Zastanawiam się, jak to jest być takim jak ty, jak to jest być
gejem, jak... - Spuścił wzrok.
Dopiero
w tej chwili Adam zrozumiał cały przekaz tego monologu. W jego
oczach ponownie pojawił się zaginiony po koncercie błysk radości
i podekscytowania. Pojawiła się także tęsknota głęboko
dotychczas skrywana pod maską aktora. Kiedy Tommy ponownie odważył
się spojrzeć w te cudowne oczy, Adam się nie zastanawiał. Złapał
za jego koszulkę i przyciągnął do siebie. Wpił się w soczyste
usta blondyna z taką delikatnością i oddaniem, że Ratliff uległ
natychmiast. W tym pocałunku przekazali sobie wszystkie uczucia,
jakie w ciągu całej trasy targały ich pełnymi miłości sercami.

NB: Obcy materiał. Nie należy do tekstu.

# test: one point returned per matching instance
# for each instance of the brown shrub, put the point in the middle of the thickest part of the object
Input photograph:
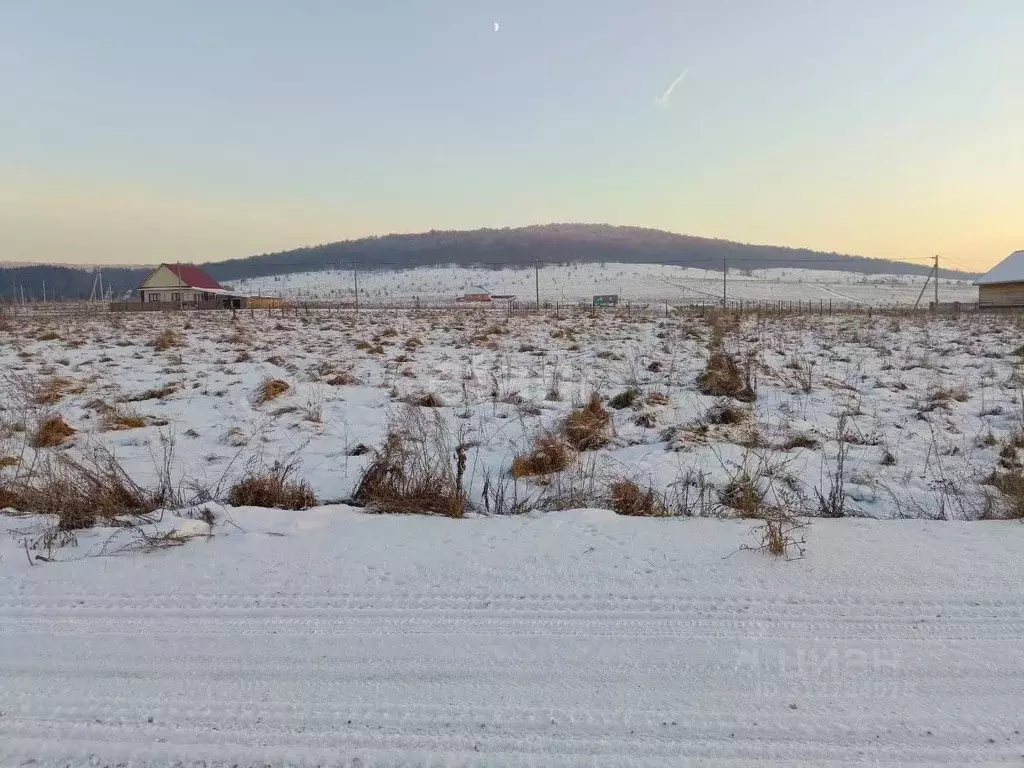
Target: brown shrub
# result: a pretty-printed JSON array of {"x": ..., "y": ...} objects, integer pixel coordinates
[
  {"x": 412, "y": 472},
  {"x": 657, "y": 398},
  {"x": 589, "y": 428},
  {"x": 629, "y": 499},
  {"x": 625, "y": 399},
  {"x": 741, "y": 494},
  {"x": 1011, "y": 485},
  {"x": 647, "y": 420},
  {"x": 52, "y": 431},
  {"x": 428, "y": 399},
  {"x": 166, "y": 340},
  {"x": 269, "y": 389},
  {"x": 84, "y": 493},
  {"x": 343, "y": 379},
  {"x": 549, "y": 455},
  {"x": 118, "y": 420},
  {"x": 723, "y": 378},
  {"x": 799, "y": 441},
  {"x": 724, "y": 413},
  {"x": 157, "y": 393},
  {"x": 274, "y": 487},
  {"x": 52, "y": 390}
]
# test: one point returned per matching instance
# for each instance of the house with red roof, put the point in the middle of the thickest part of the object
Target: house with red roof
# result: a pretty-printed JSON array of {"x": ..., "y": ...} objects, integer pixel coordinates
[
  {"x": 187, "y": 287},
  {"x": 180, "y": 284}
]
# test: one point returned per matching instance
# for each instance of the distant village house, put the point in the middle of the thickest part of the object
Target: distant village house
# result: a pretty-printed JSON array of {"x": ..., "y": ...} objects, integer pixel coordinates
[
  {"x": 1003, "y": 286},
  {"x": 187, "y": 287},
  {"x": 477, "y": 295}
]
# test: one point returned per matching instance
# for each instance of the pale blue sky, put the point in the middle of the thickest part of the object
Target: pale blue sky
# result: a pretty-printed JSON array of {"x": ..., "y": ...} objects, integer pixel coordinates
[{"x": 136, "y": 130}]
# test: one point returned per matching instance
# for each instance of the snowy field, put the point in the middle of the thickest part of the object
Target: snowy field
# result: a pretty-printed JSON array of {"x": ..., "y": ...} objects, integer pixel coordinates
[
  {"x": 632, "y": 282},
  {"x": 921, "y": 411},
  {"x": 608, "y": 596},
  {"x": 331, "y": 637}
]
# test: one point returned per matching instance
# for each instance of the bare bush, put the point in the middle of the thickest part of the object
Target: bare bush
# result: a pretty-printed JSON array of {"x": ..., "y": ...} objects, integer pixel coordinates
[
  {"x": 625, "y": 399},
  {"x": 269, "y": 389},
  {"x": 589, "y": 428},
  {"x": 82, "y": 493},
  {"x": 631, "y": 500},
  {"x": 548, "y": 454},
  {"x": 276, "y": 487},
  {"x": 166, "y": 340},
  {"x": 413, "y": 471},
  {"x": 724, "y": 378},
  {"x": 780, "y": 535},
  {"x": 52, "y": 431}
]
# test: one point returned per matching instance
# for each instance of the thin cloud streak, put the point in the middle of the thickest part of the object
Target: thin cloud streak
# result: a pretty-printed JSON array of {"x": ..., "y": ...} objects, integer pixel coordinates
[{"x": 664, "y": 99}]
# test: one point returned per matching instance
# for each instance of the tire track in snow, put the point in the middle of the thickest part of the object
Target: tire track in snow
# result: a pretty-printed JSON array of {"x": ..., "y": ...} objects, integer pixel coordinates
[{"x": 390, "y": 676}]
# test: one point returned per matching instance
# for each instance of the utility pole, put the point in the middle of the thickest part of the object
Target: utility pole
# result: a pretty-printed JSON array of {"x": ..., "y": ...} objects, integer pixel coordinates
[
  {"x": 537, "y": 282},
  {"x": 725, "y": 281},
  {"x": 355, "y": 276},
  {"x": 934, "y": 271}
]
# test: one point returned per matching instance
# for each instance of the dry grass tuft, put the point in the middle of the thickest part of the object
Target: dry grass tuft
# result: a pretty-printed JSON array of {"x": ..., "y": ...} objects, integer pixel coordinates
[
  {"x": 82, "y": 493},
  {"x": 275, "y": 487},
  {"x": 412, "y": 473},
  {"x": 741, "y": 495},
  {"x": 549, "y": 455},
  {"x": 52, "y": 390},
  {"x": 589, "y": 428},
  {"x": 52, "y": 431},
  {"x": 629, "y": 499},
  {"x": 796, "y": 441},
  {"x": 429, "y": 399},
  {"x": 157, "y": 393},
  {"x": 166, "y": 340},
  {"x": 343, "y": 379},
  {"x": 727, "y": 414},
  {"x": 269, "y": 389},
  {"x": 625, "y": 399},
  {"x": 724, "y": 378},
  {"x": 1011, "y": 485},
  {"x": 780, "y": 536},
  {"x": 118, "y": 420}
]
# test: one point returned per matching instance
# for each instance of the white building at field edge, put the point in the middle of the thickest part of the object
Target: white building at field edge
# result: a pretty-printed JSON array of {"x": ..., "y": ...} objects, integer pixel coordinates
[{"x": 1004, "y": 284}]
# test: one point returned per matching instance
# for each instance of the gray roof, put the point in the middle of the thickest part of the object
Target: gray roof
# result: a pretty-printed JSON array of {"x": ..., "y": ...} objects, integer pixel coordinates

Adam wiedział już, że miłość, która zawitała do jego serca
wraz z pierwszym ujrzeniem Tommy'ego Joe, właśnie dojrzała, a Adam
w końcu może obdarować nią Tommy'ego. Pytanie, czy Tommy jest w
stanie zrobić to samo dla Adama?
-
Tommy... Myślisz, że to miłość? - Spytał, by się upewnić.
-
Nie wiem. Wiem tylko tyle, że jest tylko jeden sposób, by się o
tym przekonać. - Uśmiechnął się i tym razem to on pocałował
Adama.
Pocałunkom
i czułościom nie było końca. Wyszli budynku najszybciej, jak to
możliwe i w taki sam sposób pokonali drogę do hotelu. Tej nocy
pokój Tommy'ego pozostał pusty, a sypialnię Adama wypełniły dwa
rozpalone miłością ciała.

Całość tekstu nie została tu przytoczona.